Kimlikleri veya yasal tazminatlara erişimleri olmayan Kübalılar Türkiye'de arafta kaldıklarını söylüyorlar.
İspanya’ya sığınma talebinde bulunmak için Yunanistan güzergâhını kullanan Joel, kendisi gibi göçmen olan Afganistan, Pakistan ve Suriye kökenli kişilerin bulunduğu Atina-Selanik otobüsünden zorla indirildiğini ve polis tarafından sığınmacıların bulunduğu bir merkeze götürüldüğünü burada polislere durumu anlatmaya çalıştığını, doktor olduğunu, İspanya’ya göç etmeye çalıştığını polislerin ise kendisine güldüğünü söyledi.

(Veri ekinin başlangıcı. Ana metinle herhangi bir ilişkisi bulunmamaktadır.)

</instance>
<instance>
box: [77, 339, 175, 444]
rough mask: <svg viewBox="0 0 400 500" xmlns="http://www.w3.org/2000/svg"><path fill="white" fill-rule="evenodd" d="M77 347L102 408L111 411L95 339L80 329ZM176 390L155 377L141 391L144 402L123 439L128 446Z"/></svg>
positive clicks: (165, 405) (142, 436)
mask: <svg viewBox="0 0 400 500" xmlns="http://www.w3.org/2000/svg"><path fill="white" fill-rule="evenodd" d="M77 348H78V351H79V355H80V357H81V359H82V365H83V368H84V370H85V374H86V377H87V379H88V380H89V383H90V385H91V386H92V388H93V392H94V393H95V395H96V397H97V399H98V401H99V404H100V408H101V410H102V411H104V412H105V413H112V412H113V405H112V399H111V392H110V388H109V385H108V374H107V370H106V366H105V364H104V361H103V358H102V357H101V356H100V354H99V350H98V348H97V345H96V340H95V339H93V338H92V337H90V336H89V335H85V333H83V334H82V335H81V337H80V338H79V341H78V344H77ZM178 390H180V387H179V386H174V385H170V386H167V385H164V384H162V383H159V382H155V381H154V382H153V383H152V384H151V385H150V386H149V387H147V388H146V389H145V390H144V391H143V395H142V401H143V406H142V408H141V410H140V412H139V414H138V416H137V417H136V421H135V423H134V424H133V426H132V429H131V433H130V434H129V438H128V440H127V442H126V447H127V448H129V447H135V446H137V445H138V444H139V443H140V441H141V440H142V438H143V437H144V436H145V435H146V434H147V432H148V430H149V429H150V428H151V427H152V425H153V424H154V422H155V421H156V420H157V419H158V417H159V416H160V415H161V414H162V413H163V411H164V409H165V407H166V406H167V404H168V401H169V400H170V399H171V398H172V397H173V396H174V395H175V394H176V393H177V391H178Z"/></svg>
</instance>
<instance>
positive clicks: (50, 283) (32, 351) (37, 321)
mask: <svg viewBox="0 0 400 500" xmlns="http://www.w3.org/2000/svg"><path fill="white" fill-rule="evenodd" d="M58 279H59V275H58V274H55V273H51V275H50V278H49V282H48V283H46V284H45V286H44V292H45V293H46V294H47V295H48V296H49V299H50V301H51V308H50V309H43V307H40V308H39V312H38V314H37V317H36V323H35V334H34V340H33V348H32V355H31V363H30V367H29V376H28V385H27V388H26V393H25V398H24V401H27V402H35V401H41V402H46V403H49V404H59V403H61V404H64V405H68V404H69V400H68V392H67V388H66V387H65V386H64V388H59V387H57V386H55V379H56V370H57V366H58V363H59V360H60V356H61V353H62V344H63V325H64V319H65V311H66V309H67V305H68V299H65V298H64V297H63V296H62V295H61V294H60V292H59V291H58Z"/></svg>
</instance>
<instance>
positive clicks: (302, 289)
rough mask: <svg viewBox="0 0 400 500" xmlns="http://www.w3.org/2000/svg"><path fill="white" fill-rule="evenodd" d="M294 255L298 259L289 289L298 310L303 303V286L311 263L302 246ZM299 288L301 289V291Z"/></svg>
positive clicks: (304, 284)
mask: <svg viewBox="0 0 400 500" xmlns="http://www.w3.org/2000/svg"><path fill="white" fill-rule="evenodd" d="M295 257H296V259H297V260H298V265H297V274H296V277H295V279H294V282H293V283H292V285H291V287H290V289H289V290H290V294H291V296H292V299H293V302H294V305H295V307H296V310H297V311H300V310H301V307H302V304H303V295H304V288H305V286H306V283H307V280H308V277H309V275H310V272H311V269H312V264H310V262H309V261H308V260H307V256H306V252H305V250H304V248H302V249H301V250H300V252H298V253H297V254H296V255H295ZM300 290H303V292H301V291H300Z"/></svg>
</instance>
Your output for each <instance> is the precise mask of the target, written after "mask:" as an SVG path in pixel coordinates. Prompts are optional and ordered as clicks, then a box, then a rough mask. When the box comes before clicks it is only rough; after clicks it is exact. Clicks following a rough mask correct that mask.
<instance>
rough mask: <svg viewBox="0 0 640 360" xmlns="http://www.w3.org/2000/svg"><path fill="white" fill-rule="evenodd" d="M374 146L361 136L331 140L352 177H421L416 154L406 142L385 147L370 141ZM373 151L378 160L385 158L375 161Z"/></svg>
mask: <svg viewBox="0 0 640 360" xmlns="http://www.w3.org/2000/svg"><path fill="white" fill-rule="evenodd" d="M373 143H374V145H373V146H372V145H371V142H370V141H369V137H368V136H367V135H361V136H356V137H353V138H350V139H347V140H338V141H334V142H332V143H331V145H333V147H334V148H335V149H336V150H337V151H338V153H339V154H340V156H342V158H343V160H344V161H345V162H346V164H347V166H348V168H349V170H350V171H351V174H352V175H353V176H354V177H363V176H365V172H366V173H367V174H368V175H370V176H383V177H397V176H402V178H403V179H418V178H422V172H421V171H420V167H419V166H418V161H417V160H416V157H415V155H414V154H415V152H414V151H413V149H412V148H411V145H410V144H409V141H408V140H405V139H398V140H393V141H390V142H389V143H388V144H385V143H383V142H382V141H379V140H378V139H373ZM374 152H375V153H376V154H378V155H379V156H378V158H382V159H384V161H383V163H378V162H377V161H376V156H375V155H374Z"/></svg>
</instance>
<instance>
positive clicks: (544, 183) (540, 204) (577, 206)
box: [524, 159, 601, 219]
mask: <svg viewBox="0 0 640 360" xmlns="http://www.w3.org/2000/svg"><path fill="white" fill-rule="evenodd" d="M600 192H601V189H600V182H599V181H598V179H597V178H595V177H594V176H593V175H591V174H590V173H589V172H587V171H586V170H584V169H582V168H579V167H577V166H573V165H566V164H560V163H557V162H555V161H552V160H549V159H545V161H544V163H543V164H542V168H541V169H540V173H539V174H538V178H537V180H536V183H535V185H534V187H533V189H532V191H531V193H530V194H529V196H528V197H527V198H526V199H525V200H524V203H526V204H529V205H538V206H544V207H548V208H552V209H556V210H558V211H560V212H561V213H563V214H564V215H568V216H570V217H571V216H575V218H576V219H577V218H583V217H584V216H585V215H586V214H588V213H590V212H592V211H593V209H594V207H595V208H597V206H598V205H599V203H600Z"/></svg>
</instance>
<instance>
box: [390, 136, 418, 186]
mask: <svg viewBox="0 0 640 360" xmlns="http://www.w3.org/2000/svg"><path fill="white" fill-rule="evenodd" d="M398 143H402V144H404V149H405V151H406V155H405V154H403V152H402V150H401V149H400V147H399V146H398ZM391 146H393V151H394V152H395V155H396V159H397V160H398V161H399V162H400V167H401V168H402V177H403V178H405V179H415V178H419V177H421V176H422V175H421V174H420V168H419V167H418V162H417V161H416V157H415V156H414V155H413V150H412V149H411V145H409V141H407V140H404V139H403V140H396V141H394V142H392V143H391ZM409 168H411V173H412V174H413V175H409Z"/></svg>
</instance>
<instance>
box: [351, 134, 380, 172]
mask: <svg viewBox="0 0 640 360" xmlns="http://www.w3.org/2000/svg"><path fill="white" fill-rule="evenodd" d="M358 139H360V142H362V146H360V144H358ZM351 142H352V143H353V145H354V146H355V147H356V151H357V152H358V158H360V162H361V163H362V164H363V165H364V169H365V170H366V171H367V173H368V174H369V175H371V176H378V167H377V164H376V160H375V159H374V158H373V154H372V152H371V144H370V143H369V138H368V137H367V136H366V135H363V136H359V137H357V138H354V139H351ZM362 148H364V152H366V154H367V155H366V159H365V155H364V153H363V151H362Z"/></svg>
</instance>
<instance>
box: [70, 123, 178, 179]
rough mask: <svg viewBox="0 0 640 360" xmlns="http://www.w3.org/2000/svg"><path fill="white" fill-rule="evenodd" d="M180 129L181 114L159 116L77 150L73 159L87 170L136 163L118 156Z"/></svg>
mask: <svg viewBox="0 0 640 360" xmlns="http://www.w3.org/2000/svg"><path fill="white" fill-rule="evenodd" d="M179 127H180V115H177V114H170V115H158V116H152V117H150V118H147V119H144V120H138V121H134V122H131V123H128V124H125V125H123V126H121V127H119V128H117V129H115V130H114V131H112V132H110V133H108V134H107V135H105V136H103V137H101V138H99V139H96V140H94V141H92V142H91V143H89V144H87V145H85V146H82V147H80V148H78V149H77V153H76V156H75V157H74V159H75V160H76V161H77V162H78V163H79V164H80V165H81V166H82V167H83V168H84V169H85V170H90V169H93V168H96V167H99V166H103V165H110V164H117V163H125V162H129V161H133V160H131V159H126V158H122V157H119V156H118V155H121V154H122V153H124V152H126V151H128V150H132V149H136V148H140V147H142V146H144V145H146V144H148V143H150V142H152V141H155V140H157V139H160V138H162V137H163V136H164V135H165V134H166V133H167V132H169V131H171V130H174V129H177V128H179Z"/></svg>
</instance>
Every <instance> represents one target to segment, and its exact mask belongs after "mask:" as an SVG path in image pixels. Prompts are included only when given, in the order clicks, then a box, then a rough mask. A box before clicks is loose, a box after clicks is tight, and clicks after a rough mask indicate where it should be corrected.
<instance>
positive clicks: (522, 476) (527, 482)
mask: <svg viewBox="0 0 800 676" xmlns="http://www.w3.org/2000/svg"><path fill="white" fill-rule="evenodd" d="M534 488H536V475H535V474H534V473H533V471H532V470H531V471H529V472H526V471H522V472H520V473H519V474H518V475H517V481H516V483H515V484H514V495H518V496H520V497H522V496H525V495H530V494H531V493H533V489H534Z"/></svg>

Joel, üç farklı gözaltı merkezine götürüldüklerini, zorla soyulduklarını, arandıklarını, dövüldüklerini, aç ve susuz olarak gözaltında tutulduklarını belirtti.
Geceyi gözaltında geçirdikten sonra, tüm grubun Türkiye sınırına yakın bir ormana sürüldüğünü söyleyen Joel, "Öldürülmek için götürüldüğümüzü sanıyordum." dedi.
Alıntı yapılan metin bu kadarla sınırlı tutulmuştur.